Fat with M*A*S*H cash, the studio probably told Altman that he could do whatever the hell he wanted to for a follow-up. So, he took on a script written by the author of SKIDOO, and flew down to Houston to make a film about a disturbed young man (a pre-HAROLD AND MAUDE Bud Cort) who lives in the Houston Astrodome and is building a contraption that will enable him to fly. He also has a guardian angel of sorts (played by Sally “Hot Lips” Kellerman) that may be assisting him with a rash of aviary-minded murders where the victims are left dotted with dollops of bird shit. That’s not even mentioning Rene Auberjonois as an increasingly crazed ornithologist who interjects the film with his stilted lectures.

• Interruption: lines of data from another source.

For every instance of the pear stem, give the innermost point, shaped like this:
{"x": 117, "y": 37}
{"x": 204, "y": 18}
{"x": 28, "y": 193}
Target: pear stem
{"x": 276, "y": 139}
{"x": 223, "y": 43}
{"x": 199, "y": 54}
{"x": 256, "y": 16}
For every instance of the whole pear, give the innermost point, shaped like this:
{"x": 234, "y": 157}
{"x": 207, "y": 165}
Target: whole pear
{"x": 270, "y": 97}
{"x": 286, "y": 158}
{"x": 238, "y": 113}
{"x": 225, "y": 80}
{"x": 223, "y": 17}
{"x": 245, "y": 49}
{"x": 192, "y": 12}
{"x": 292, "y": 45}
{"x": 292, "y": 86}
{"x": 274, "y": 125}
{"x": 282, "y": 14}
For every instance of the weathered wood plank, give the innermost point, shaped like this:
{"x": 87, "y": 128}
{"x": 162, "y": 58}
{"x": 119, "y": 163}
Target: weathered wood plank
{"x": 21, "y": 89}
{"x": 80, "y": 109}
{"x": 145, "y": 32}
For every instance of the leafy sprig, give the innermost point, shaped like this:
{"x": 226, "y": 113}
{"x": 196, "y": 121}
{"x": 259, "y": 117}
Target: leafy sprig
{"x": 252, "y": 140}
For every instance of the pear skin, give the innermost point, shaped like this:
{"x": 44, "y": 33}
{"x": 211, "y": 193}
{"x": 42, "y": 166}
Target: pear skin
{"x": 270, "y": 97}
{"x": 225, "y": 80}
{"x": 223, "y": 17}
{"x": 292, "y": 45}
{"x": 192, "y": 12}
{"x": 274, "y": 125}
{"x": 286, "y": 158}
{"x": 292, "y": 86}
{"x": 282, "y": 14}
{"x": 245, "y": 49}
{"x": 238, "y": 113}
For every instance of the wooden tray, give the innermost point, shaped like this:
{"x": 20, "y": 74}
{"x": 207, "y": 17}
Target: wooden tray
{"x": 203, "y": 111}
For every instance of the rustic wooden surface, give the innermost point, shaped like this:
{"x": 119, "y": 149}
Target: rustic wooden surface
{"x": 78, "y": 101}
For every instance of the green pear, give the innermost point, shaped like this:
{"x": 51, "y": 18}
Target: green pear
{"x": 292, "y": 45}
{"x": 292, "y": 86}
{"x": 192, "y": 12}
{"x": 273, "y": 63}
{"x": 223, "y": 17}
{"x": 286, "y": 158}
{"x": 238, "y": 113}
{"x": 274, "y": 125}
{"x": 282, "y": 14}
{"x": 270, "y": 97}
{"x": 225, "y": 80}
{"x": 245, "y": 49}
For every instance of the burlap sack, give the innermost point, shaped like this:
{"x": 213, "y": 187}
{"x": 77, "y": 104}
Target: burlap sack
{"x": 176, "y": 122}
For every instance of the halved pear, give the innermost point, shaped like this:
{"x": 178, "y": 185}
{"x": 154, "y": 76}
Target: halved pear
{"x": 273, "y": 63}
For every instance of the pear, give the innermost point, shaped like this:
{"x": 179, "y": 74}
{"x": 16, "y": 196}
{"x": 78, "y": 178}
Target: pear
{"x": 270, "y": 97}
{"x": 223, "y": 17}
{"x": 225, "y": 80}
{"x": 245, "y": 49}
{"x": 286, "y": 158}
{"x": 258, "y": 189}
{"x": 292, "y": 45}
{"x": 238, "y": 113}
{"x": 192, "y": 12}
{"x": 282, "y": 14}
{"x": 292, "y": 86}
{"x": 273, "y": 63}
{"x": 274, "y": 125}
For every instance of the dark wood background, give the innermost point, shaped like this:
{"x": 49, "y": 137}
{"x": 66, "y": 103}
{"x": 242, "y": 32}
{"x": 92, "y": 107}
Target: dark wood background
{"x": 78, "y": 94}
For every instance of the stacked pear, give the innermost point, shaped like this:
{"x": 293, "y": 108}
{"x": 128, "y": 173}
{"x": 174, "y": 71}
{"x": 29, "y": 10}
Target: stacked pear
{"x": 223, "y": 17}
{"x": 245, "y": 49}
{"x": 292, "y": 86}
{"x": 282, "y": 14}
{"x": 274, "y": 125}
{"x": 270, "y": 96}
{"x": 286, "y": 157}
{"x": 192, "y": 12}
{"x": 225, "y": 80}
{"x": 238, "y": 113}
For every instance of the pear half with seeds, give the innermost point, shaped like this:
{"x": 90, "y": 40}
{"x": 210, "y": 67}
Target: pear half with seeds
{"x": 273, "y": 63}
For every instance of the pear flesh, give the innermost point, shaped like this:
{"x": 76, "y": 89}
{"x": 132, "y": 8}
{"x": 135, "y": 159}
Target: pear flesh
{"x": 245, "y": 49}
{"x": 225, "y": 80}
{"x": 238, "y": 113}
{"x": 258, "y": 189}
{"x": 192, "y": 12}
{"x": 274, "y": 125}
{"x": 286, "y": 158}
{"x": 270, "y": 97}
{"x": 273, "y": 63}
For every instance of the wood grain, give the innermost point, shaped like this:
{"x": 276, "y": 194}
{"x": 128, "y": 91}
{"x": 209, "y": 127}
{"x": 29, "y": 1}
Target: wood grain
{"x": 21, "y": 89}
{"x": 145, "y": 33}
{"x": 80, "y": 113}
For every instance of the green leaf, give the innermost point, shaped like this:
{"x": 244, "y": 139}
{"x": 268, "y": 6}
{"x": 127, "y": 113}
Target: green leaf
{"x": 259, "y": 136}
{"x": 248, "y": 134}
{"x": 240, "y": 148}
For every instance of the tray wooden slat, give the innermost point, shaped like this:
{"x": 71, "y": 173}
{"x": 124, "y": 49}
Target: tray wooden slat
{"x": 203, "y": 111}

A fascinating mess, BREWSTER MCCLOUD doesn’t cohere nearly as well as THE LONG GOODBYE and lacks the visual flair and poeticism of his next (and arguably best) film McCABE & MS. MILLER. But, it’s an emblematic, at times enigmatic expression of New Hollywood at its most fearless. It gleefully trashes the establishment, cultural icons (dragging Margaret Hamilton out of the mothballs and paying fucked-up homage to her wicked witch persona) and, in the end, its own acerbic attitude towards its targets. It’s more comically dark than almost anything else Altman ever attempted. Plus, Shelly Duval makes her film debut as an alternate-universe Goldie Hawn who loves race car driving and freaky fake eyelashes.

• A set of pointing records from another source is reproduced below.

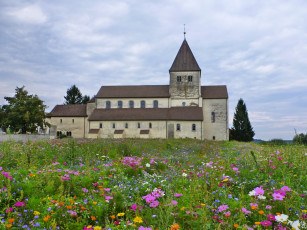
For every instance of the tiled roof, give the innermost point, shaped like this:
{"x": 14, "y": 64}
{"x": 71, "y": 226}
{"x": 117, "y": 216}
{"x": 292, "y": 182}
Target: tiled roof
{"x": 214, "y": 92}
{"x": 77, "y": 110}
{"x": 144, "y": 91}
{"x": 185, "y": 60}
{"x": 188, "y": 113}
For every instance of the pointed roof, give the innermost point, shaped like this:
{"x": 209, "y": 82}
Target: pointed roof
{"x": 185, "y": 60}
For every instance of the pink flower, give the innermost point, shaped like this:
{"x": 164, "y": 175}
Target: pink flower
{"x": 154, "y": 204}
{"x": 259, "y": 191}
{"x": 285, "y": 189}
{"x": 174, "y": 202}
{"x": 277, "y": 196}
{"x": 223, "y": 208}
{"x": 246, "y": 211}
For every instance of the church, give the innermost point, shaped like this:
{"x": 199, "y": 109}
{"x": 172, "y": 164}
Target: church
{"x": 182, "y": 109}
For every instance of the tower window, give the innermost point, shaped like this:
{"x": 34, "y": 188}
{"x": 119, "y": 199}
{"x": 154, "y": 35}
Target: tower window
{"x": 212, "y": 117}
{"x": 143, "y": 104}
{"x": 119, "y": 104}
{"x": 156, "y": 104}
{"x": 131, "y": 104}
{"x": 108, "y": 104}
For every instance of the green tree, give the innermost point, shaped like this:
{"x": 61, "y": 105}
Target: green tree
{"x": 242, "y": 129}
{"x": 74, "y": 96}
{"x": 23, "y": 112}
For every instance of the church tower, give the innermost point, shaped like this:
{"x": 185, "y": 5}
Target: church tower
{"x": 185, "y": 84}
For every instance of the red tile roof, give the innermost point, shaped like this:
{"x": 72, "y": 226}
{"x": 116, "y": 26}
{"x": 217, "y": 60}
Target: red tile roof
{"x": 188, "y": 113}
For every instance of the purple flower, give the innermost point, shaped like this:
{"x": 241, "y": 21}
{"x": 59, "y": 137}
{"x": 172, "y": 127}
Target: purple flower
{"x": 223, "y": 208}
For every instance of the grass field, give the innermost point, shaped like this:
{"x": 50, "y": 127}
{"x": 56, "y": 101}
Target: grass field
{"x": 152, "y": 184}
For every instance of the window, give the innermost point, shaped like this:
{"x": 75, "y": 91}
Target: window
{"x": 143, "y": 104}
{"x": 131, "y": 104}
{"x": 108, "y": 104}
{"x": 212, "y": 117}
{"x": 156, "y": 104}
{"x": 119, "y": 104}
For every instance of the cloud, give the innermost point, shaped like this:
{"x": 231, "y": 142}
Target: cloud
{"x": 31, "y": 14}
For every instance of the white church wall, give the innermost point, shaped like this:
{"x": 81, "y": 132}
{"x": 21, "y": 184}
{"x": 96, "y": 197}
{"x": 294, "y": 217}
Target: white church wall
{"x": 217, "y": 129}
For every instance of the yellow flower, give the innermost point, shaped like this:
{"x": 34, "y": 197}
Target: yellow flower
{"x": 138, "y": 219}
{"x": 36, "y": 213}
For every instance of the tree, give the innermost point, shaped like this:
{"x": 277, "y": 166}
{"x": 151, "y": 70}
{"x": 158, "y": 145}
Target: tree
{"x": 242, "y": 129}
{"x": 74, "y": 96}
{"x": 23, "y": 112}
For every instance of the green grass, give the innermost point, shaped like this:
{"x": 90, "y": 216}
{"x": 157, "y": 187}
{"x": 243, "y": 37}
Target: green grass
{"x": 85, "y": 184}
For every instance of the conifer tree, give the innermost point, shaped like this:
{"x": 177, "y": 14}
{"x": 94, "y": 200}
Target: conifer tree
{"x": 242, "y": 129}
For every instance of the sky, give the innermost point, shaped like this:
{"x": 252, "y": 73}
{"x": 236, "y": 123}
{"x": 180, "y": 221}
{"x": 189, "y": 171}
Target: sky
{"x": 258, "y": 48}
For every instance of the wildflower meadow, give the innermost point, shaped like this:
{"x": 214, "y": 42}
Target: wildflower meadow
{"x": 152, "y": 184}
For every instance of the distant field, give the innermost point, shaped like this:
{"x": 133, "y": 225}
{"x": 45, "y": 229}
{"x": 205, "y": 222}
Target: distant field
{"x": 152, "y": 184}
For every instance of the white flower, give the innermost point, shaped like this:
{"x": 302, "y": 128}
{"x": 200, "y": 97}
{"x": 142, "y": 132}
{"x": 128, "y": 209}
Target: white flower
{"x": 252, "y": 193}
{"x": 261, "y": 197}
{"x": 281, "y": 218}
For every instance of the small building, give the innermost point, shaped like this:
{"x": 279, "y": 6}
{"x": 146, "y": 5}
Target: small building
{"x": 182, "y": 109}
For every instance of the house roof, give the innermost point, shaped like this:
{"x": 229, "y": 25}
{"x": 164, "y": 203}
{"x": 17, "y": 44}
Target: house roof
{"x": 190, "y": 113}
{"x": 141, "y": 91}
{"x": 214, "y": 92}
{"x": 185, "y": 60}
{"x": 76, "y": 110}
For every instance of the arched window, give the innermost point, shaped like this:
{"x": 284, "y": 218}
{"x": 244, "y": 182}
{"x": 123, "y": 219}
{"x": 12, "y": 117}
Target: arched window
{"x": 212, "y": 117}
{"x": 119, "y": 104}
{"x": 131, "y": 104}
{"x": 156, "y": 104}
{"x": 108, "y": 104}
{"x": 143, "y": 104}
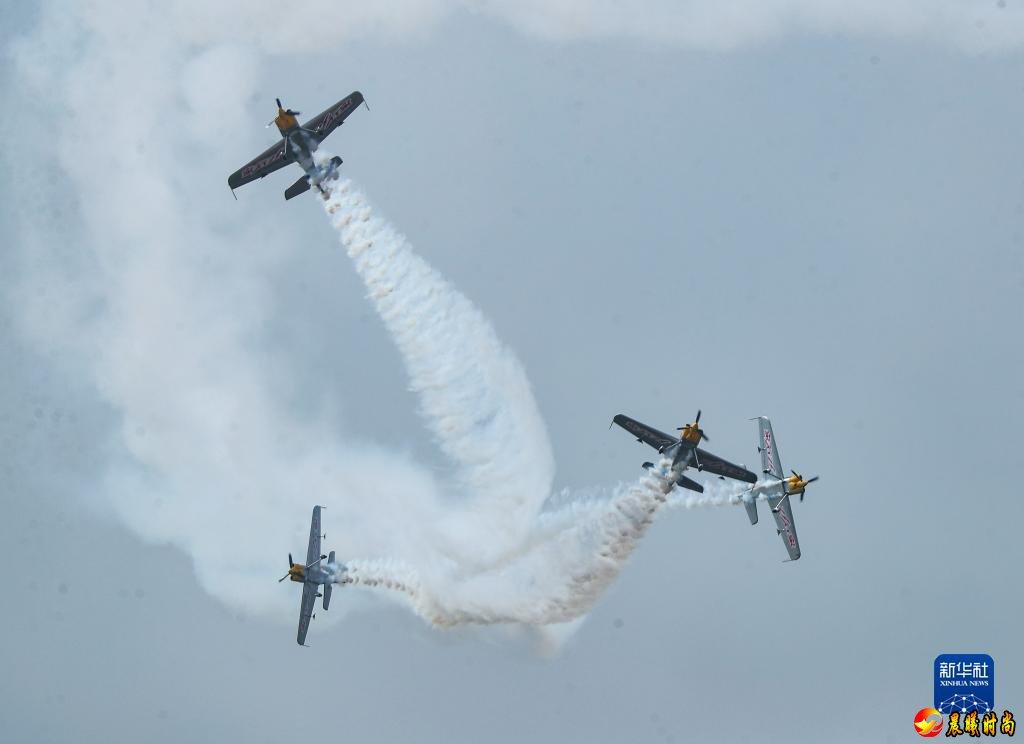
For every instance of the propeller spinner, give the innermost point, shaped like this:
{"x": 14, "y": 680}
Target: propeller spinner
{"x": 799, "y": 485}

THE BARBARIAN INVASIONS (***1/2)

I can see why some people couldn’t stand this award-winner from French Canadian auteur Denys Arcand. Taking Remy, a character from his 1986 feature DECLINE OF THE AMERICAN EMPIRE and giving him inoperable cancer, Arcand sets the stage for a meditation on mortality, the value of reading a good book vs. that of making a shitload of money, and the ineffectiveness of the Canadian public health system. It’s arty, a little smug, maybe even a little elitist; it’s also hard to feel much sympathy for Remy’s arrogant, estranged son. Yet, I wasn’t offended by these things. At times, it felt like an elegiac Bergman film. While ultimately sad, it also casts a rich, autumnal, life-affirming glow.

DOLLS (***)

Made before THE BLIND SWORDSMAN: ZATOICHI, this is surely one of Takeshi Kitano’s unlikeliest features. Taking a cue from the Japanese tradition of Bunraku puppet plays, the film presents three intertwined love stories based on them. The first follows a fractured couple reunited through a failed suicide attempt, the second finds a yakuza looking for his long-lost love, and the third centers on a young female pop singer and an idolizing fan. Probably the most leisurely-paced Kitano film I’ve seen, brimming with gorgeous cinematography and a lot of interesting (if oblique) scenes that seemingly don’t add up. Or maybe they do, and I just need to see them again. Not as successful as the great, equally odd, similarly paced KIKUJIRO, but intermittently striking.